Night Singing (2004)
by Andrew Rindfleisch
Night Singing is a four-movement work intended to convey those hours of the very late evening and early morning, a time when I am often awake and at my most productive and reflective. It is during this time where my emotional states of anxiety, energy, creativity, calmness, and loneliness, all seem to be at their most intense. I have chosen four poetic fragments of the beautifully dark poetry of Charles Baudelaire to help define each of the movement’s specific expressive qualities. That Hour is intended to convey a state of almost hyper-anxiety (for me a frequent state of pre-creativity). Suddenly, Bells reflects those brief bursts of creative energy- an almost static experience that can take days, even weeks, for me to sort out. I have often thought of this experience as the resonance of the sounds of bells. With Bach Dreams an unfolding contemplative state reveals my deep love of this music and the distant, yet still lingering dreams I had of it in childhood. A Crying Horn presents the bass clarinet as a lonely voice in a dark and empty night- an expression of both the struggling and quiet intensity of loneliness just before slipping, finally, into sleep.
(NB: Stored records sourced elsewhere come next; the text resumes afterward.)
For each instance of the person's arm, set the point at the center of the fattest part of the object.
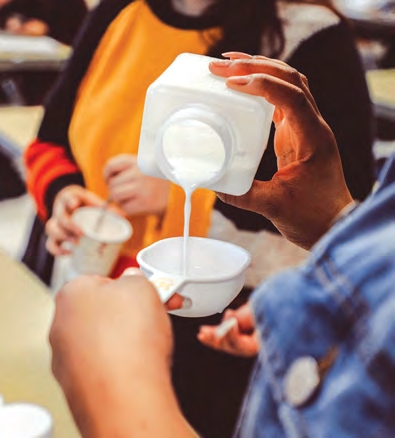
(112, 346)
(49, 169)
(308, 190)
(332, 64)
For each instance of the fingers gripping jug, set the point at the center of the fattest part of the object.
(195, 127)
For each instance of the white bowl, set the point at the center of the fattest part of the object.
(216, 271)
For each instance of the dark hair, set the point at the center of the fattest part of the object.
(245, 25)
(250, 25)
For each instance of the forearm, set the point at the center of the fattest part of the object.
(143, 405)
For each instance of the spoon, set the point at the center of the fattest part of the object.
(102, 214)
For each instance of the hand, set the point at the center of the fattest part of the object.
(60, 228)
(112, 345)
(133, 191)
(175, 302)
(308, 190)
(241, 340)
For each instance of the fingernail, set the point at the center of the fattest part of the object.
(222, 63)
(240, 80)
(186, 303)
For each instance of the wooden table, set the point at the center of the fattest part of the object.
(18, 127)
(382, 90)
(26, 310)
(20, 53)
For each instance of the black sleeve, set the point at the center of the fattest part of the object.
(337, 81)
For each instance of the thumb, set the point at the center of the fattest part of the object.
(264, 197)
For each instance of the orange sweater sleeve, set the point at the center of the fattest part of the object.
(48, 170)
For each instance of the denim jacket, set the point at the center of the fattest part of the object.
(338, 310)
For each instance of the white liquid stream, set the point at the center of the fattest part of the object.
(196, 154)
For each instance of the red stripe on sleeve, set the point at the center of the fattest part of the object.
(45, 162)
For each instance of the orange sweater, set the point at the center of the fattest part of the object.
(136, 48)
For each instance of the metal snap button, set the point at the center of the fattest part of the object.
(301, 380)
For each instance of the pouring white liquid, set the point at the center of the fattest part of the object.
(196, 155)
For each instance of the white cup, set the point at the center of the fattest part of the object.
(25, 420)
(216, 273)
(97, 249)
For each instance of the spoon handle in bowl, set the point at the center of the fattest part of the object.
(166, 285)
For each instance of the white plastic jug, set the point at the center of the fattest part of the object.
(192, 120)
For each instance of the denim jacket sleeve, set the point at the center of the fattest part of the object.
(338, 309)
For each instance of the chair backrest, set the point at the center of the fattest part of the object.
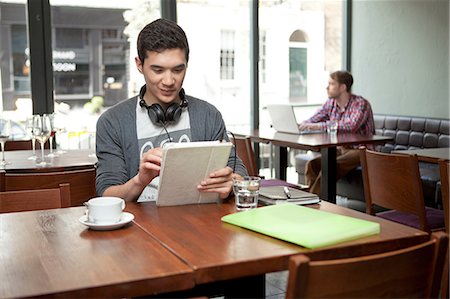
(16, 145)
(245, 152)
(444, 166)
(412, 272)
(82, 182)
(393, 181)
(38, 199)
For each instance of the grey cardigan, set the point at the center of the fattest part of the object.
(117, 144)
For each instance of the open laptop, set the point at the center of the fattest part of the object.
(284, 119)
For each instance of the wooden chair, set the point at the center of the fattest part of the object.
(413, 272)
(82, 182)
(29, 200)
(393, 181)
(245, 152)
(444, 167)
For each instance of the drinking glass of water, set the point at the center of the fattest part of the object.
(246, 192)
(42, 132)
(5, 131)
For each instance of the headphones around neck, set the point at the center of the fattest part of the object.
(157, 114)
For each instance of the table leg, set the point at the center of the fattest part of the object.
(328, 181)
(280, 162)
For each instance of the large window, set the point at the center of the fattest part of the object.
(300, 52)
(94, 45)
(227, 55)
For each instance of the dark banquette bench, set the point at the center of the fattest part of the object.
(408, 133)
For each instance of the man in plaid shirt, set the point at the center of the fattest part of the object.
(353, 115)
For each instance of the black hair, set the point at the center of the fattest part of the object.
(161, 35)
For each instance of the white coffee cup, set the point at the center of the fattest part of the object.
(105, 210)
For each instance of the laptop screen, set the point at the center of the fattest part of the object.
(285, 118)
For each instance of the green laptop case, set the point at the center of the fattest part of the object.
(303, 226)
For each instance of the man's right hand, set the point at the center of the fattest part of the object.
(309, 126)
(150, 166)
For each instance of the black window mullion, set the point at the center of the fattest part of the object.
(40, 43)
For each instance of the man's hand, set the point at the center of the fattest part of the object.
(309, 126)
(150, 166)
(220, 181)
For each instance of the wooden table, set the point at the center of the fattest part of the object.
(70, 160)
(431, 155)
(50, 253)
(164, 250)
(76, 167)
(323, 142)
(218, 251)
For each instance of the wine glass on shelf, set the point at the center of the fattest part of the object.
(30, 130)
(5, 131)
(60, 128)
(50, 119)
(42, 133)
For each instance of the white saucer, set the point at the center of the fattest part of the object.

Night Singing was commissioned by, and is dedicated to, Zeitgeist.
I. That Hour
It was that hour of the night when guilty dreams
Rise from brown, restless adolescents in swarms…
II. Suddenly, Bells
Sudden, bells leap forth into the air,
Hurling a hideous uproar to the sky
As ‘twere a band of homeless spirits who fare
Through the strange heavens, wailing stubbornly…
III. Bach Dreams
This voice, which seems to pearl and filter
Through my soul’s inmost shady nook,
Fills me with poems, like a book,
And fortifies me, like a potion…
IV. A Crying Horn
And one old memory, like crying horn
Sounds through the forest where my soul is lost…
Composer Andrew Rindfleisch (b. 1963) has enjoyed a career in music that has also included professional activity as a conductor, pianist, vocalist, improviser, record producer, radio show host, educator, and concert organizer. As a composer, he has produced dozens of works for the concert hall, including solo, chamber, vocal, orchestral, brass, and wind music, as well as an unusually large catalog of choral music. His committed interest in other forms of music-making has also led him to the composition and performance of jazz and related forms of improvisation.
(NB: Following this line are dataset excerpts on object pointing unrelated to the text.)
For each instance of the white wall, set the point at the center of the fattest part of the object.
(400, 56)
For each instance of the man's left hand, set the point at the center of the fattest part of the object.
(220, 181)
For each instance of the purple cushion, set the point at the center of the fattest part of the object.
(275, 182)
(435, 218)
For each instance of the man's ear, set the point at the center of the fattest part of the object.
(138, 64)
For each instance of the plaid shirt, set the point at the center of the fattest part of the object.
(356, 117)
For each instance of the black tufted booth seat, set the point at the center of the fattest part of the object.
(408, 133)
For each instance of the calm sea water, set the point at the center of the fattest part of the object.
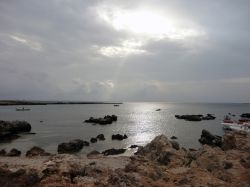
(139, 121)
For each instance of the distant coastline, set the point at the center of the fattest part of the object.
(18, 102)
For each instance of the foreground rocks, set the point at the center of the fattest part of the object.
(198, 117)
(37, 151)
(10, 129)
(102, 121)
(159, 163)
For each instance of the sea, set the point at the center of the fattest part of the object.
(54, 124)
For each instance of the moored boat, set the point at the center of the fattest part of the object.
(23, 109)
(240, 125)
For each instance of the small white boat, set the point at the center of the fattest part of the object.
(240, 125)
(236, 126)
(22, 109)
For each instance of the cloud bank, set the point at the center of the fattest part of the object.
(195, 51)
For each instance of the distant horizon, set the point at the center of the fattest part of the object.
(114, 50)
(121, 102)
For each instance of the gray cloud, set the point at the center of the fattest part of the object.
(80, 50)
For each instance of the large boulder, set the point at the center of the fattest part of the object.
(70, 147)
(229, 142)
(210, 139)
(14, 152)
(245, 115)
(9, 130)
(100, 137)
(113, 151)
(37, 151)
(93, 140)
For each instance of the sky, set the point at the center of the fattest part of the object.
(112, 50)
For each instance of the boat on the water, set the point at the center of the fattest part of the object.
(234, 125)
(23, 109)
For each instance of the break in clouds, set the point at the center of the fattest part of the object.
(192, 51)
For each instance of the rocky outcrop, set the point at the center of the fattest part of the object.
(198, 117)
(210, 139)
(119, 137)
(70, 147)
(36, 151)
(9, 130)
(19, 177)
(158, 163)
(245, 115)
(102, 121)
(113, 151)
(100, 137)
(14, 152)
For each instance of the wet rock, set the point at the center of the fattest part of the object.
(100, 137)
(118, 137)
(175, 145)
(229, 142)
(2, 152)
(208, 117)
(133, 146)
(189, 117)
(173, 137)
(85, 143)
(18, 178)
(227, 165)
(102, 121)
(245, 115)
(70, 147)
(93, 153)
(9, 130)
(198, 117)
(113, 151)
(14, 152)
(93, 140)
(210, 139)
(37, 151)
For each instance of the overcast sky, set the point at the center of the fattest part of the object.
(150, 50)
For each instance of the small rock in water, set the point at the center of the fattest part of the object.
(2, 152)
(37, 151)
(93, 153)
(70, 147)
(174, 137)
(100, 137)
(119, 137)
(93, 140)
(14, 152)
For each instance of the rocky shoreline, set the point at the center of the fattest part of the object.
(224, 162)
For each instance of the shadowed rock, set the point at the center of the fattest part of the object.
(93, 140)
(102, 121)
(198, 117)
(9, 130)
(100, 137)
(37, 151)
(70, 147)
(210, 139)
(14, 152)
(113, 151)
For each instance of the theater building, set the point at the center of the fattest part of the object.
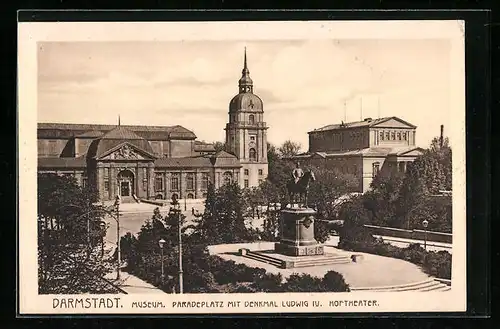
(157, 162)
(364, 148)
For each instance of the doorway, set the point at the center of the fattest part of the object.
(126, 183)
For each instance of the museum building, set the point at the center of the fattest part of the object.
(158, 162)
(363, 148)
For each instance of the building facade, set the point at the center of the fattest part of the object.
(158, 162)
(365, 148)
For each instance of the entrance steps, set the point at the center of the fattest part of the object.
(301, 261)
(430, 284)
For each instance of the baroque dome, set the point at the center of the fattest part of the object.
(247, 102)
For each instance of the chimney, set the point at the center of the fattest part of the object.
(441, 137)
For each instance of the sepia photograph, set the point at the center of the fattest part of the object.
(242, 171)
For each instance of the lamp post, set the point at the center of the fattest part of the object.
(103, 227)
(117, 206)
(425, 223)
(161, 243)
(177, 210)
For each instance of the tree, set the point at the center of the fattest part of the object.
(381, 201)
(354, 217)
(69, 239)
(223, 220)
(327, 188)
(289, 148)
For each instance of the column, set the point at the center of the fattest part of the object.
(112, 182)
(100, 181)
(151, 177)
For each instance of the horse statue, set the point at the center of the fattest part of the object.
(297, 191)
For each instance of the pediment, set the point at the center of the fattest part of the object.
(127, 151)
(393, 122)
(414, 152)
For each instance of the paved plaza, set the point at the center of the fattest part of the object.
(372, 271)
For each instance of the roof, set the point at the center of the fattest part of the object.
(357, 124)
(188, 162)
(225, 159)
(202, 146)
(121, 133)
(246, 101)
(79, 162)
(68, 130)
(101, 146)
(91, 134)
(371, 151)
Mr. Rindfleisch is the recipient of the Rome Prize, a John Simon Guggenheim Fellowship, the Aaron Copland Award, and the Koussevitzky Foundation Fellowship from the Library of Congress. Over forty other prizes and awards have followed honoring his music. He has participated in dozens of renowned music festivals and has received residency fellowships from the Bogliasco Foundation (Italy), the Czech-American Institute in Prague, the Charles Ives Center for American Music, the June in Buffalo Contemporary Music Festival, the MacDowell Colony, and the Pierre Boulez Conductor’s Workshop at Carnegie Hall. He holds degrees from the University of Wisconsin at Madison (Bachelor of Music), the New England Conservatory of Music (Master of Music), and Harvard University (PhD).
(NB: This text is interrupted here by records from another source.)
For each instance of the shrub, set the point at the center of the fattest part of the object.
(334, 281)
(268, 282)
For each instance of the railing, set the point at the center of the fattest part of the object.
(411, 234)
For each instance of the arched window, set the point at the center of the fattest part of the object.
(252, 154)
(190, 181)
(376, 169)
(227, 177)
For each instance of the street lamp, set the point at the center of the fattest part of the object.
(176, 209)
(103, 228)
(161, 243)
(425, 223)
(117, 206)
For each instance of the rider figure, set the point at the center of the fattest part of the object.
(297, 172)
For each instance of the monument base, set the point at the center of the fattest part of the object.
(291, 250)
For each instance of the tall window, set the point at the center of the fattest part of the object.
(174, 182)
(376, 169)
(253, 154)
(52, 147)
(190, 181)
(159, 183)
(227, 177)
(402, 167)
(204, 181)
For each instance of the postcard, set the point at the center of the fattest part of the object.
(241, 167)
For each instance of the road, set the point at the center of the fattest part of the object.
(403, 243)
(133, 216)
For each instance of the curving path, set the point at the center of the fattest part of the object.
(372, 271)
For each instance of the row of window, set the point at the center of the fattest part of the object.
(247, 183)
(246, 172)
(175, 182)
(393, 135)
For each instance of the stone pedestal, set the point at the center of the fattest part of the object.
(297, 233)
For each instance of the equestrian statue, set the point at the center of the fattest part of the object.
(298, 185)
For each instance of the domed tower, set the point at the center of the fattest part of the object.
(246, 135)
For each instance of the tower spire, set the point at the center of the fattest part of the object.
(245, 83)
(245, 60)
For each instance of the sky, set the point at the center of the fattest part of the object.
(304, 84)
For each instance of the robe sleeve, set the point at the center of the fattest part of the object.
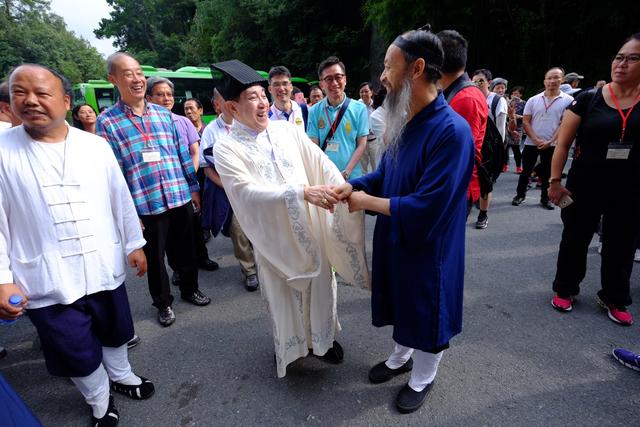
(122, 207)
(343, 232)
(6, 276)
(416, 216)
(274, 217)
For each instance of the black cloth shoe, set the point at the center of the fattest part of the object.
(409, 400)
(175, 278)
(251, 283)
(197, 298)
(134, 342)
(110, 419)
(208, 264)
(138, 392)
(547, 205)
(166, 316)
(382, 373)
(517, 201)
As a conductor and producer, Mr. Rindfleisch’s commitment to contemporary music culture has brought into performance and recording over 500 works by living composers over the past 20 years. He has founded several contemporary music ensembles and currently heads the Cleveland Contemporary Players Artist in Residency Series at Cleveland State University, and the Vertigo Ensemble at the Utah Arts Festival in Salt Lake City. He has made guest conducting appearances throughout the United States and abroad with many diverse musical organizations; from opera and musical theatre, to orchestral, jazz, improvisational, and contemporary avant-garde ensembles.